Convicted killer Jeromy Lay (January 2017 photo courtesy of the Missouri Department of Corrections)

The longtime Randolph County Prosecutor in Moberly is opposed to a possible parole.

Convicted murderer Jeromy Lay is currently incarcerated at the maximum-security South Central Correctional Center in Licking.

The 43-year-old Lay is serving a life sentence without parole for the April 1991 stabbing death of 77-year-old William Howard Kirtley in Moberly.

Lay was 17 at the time of the killing, and is eligible for a parole hearing because of a 2012 U.S. Supreme Court ruling, which said that life sentences without parole for juveniles was unconstitutional. That case was called “Miller vs. Alabama”.

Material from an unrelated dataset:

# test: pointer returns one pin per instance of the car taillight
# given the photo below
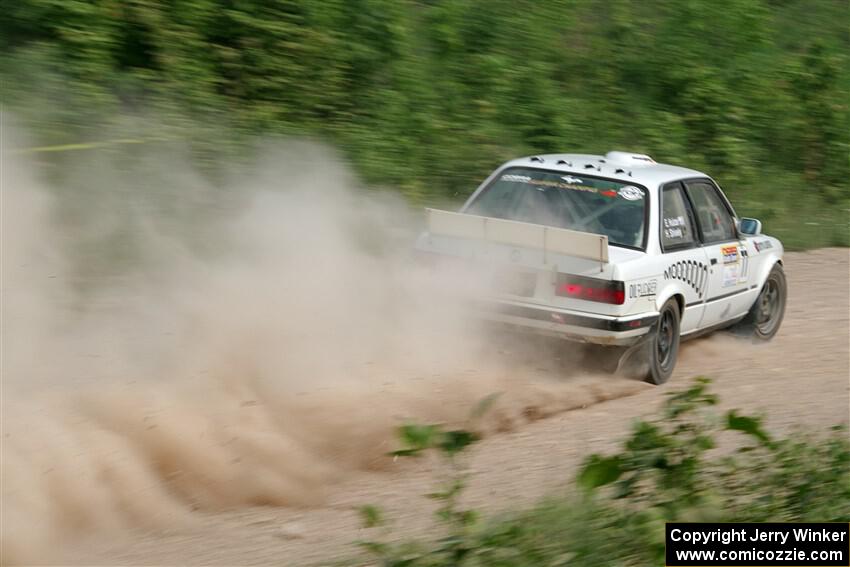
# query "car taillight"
(590, 289)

Then-Missouri Governor Jay Nixon (D) signed Senate Bill 590 into law in 2016, which allows juveniles who were convicted of first degree murder and sentenced to life without parole to request a parole hearing, after serving 25 years in prison. Lay meets that criteria.

State Sen. Bob Dixon, R-Springfield, sponsored the legislation, in response to the U.S. Supreme Court’s 2012 ruling.

Lay and another teen, Jason Minks, were convicted of first degree murder. Minks was 15 at the time of the 1991 killing.

Missouri Department of Corrections (DOC) spokesman David Owen confirms Lay has a parole hearing scheduled for Wednesday. Owen tells Missourinet the Parole Board “generally reaches a decision four to six weeks after a hearing is held and will then notify any victims and the offender of the decision.”

Randolph County Prosecutor Mike Fusselman is urging Missouri’s Probation and Parole Board to reject Lay’s request for parole, citing the crime’s brutality and the extended period of time the murder took.

Fusselman tells Missourinet Kirtley was stabbed numerous times in the chest, neck and face area. Kirtley also suffered two broken ribs and a cracked sternum.

Fusselman also notes Kirtley tried to fight Lay and Minks off: the attack began on a back porch and continued in a kitchen and two bedrooms.

The elderly man’s phone lines were also cut to prevent any calls from being made.

Fusselman says Kirtley almost escaped during the attack: one of his slippers and blood were found outside, near the back porch.

The 41-year-old Minks is now incarcerated at Eastern Reception Diagnostic Correctional Center (ERDCC) in Bonne Terre. Fusselman says the Parole Board held a hearing for Minks earlier this year and rejected his parole request.